After the complaint was made public I can't imagine the Commission not doing at least a cursory investigation, even if they don't think there's any merit. They may even be required to do so by statute.
 

Piebald

Well-Known Member
Wasn’t 2008 or 2009 the year they were doing the free ticket if you did charity? Plus that was around a recession. I’m sure fraud was committed but I doubt billions. I say high 8-low 9 figures. Disney isn’t the first or last major corporation to cook the books. I doubt they’re stupid enough. They’re not that stupid to lie about billions.
I think that was the year they did the free ticket on your birthday.
 

Skibum1970

Well-Known Member
Just realized there are some really massive ways they might be overstating revenue. One example is vacation packages. They might be charging to revenue the rack rate of the room at the time the guest is staying rather than the discounted rate that is implicit in the actual price paid for the package. I would think that would be too transparent and easy for an auditor to find, but who knows.

The problem with this is that you're going to have a mismatch between the amount paid and the amount booked as income. So, the write-offs would grow exponentially and over time would negate any benefit. For Disney, it's probably easier to mess around with depreciation schedules and the dollar worth of IP's, along with using allocations to artificially inflate parts of the business. By doing so, they can inflate profits as needed with less scrutiny or need for explanation. Just a guess, though. There are a myriad of ways to commit devious types fraud if you get the right people involved.
 

Stellajack

Well-Known Member
Well, I really don't want to inflame any of these "conversations"; but, there are lots of opinions re this whistlebower "news". We could always wait it out and see where the truth is. At any rate, Mr. HmmmmmMMMmm, I'm definitely not a Disney shill, but I am a Disney shareholder.
I don't think I would be promoting myself as Michael Eisner if I were you (yes, I know it was tongue in cheek) since 43% of shareholders voted to essentially "retire" him in 2004. The reasons? Financial underperformance of the TWDC products, poor decisions re Pixar, et al. In addition, at the stockholders meeting, he insulted Roy Disney and Stanley Gold for their "passionate" plea to change direction. I believe his statement was "thanks Roy, thanks Stanley, that was a real joy." Why not stay on this forum and agree to disagree? Otherwise, take it out in the alley.
 

bartholomr4

Well-Known Member
Sounds like the former-Louisiana AG is initiating an investigation and there could be criminal charges against company executives.

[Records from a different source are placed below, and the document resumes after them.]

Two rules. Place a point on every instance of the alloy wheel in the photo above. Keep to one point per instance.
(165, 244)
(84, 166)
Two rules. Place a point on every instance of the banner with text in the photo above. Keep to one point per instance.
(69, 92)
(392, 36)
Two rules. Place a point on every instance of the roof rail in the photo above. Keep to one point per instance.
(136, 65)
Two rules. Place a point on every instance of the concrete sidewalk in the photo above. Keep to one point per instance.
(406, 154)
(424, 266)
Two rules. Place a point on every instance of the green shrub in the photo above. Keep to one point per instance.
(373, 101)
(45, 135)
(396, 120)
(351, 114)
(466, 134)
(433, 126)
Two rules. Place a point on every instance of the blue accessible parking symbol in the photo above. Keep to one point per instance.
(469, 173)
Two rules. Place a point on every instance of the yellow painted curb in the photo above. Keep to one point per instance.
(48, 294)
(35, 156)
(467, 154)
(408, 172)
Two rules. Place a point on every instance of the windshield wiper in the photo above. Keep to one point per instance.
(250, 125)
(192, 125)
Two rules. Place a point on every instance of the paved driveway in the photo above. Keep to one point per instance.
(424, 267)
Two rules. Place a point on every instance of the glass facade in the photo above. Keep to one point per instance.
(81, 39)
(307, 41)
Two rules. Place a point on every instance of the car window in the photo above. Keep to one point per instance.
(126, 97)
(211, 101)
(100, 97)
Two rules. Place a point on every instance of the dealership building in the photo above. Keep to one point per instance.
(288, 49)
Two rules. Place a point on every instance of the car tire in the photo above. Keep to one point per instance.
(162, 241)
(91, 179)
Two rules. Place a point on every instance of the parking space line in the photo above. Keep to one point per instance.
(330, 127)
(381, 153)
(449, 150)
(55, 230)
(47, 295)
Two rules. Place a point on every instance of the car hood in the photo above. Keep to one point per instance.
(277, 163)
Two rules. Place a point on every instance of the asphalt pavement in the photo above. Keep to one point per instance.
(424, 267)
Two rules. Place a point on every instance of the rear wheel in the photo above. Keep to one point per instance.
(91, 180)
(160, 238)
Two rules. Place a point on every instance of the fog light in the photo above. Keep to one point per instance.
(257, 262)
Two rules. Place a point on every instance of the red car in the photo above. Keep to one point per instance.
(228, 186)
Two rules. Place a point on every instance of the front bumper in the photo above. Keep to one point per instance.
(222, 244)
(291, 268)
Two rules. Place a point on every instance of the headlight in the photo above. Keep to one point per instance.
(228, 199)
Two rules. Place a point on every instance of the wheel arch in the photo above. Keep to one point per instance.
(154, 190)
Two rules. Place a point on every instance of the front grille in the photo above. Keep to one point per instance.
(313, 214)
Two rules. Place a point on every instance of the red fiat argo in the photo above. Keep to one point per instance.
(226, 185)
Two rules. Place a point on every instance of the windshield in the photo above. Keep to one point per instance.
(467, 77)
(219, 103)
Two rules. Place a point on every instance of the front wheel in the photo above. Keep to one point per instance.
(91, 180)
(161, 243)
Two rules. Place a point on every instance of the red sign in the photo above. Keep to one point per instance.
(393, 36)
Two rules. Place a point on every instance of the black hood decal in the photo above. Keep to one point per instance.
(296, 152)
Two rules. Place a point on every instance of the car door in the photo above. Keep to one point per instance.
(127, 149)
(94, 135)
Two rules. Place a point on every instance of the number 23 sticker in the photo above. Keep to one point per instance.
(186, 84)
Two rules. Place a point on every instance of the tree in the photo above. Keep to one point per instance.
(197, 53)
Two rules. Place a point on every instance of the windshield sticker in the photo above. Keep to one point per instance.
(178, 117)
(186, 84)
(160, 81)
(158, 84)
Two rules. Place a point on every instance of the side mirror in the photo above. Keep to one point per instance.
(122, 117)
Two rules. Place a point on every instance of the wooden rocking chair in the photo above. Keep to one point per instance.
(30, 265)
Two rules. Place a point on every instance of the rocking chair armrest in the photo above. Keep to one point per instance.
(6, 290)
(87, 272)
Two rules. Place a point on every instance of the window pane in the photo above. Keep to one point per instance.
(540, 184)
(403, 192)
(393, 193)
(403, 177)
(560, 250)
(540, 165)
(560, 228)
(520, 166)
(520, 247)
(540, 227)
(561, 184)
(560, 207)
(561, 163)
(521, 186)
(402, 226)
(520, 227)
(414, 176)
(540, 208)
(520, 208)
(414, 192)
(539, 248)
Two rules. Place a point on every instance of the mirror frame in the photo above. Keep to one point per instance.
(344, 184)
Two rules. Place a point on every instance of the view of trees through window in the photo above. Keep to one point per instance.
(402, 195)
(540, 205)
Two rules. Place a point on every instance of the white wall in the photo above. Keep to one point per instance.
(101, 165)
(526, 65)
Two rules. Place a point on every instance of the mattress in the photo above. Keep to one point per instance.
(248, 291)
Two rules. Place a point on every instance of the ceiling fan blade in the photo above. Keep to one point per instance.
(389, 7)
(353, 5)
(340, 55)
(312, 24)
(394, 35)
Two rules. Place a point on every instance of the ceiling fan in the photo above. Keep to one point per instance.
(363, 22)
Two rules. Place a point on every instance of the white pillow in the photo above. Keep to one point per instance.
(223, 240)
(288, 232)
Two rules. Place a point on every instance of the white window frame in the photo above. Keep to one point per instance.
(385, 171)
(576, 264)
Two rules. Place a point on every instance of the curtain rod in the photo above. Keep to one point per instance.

The key words here is "Former" Louisiana Attorney General..... This is ambulance chasing at best..... Every time there is an issue with a company, lawyers in droves come out and announce investigations looking to represent a class action representing shareholders only to hold the company hostage, get a payout of which they take 30 percent.....
 

Lilofan

Well-Known Member
The key words here is "Former" Louisiana Attorney General..... This is ambulance chasing at best..... Every time there is an issue with a company, lawyers in droves come out and announce investigations looking to represent a class action representing shareholders only to hold the company hostage, get a payout of which they take 30 percent.....
Isn't being a lawyer in the private sector more lucrative than in the public sector? 💰💰
 

mikejs78

Premium Member
Sounds like the former-Louisiana AG is initiating an investigation and there could be criminal charges against company executives.
How does a fkrmer
Sure is.... Doesn't mean anything happened. Former Attorney General's can't file "Criminal Charges". They can file civil charges, and they have the burden of proof....
And in order to file even civil charges, they need to have standing.. Which I'm not sure they would have.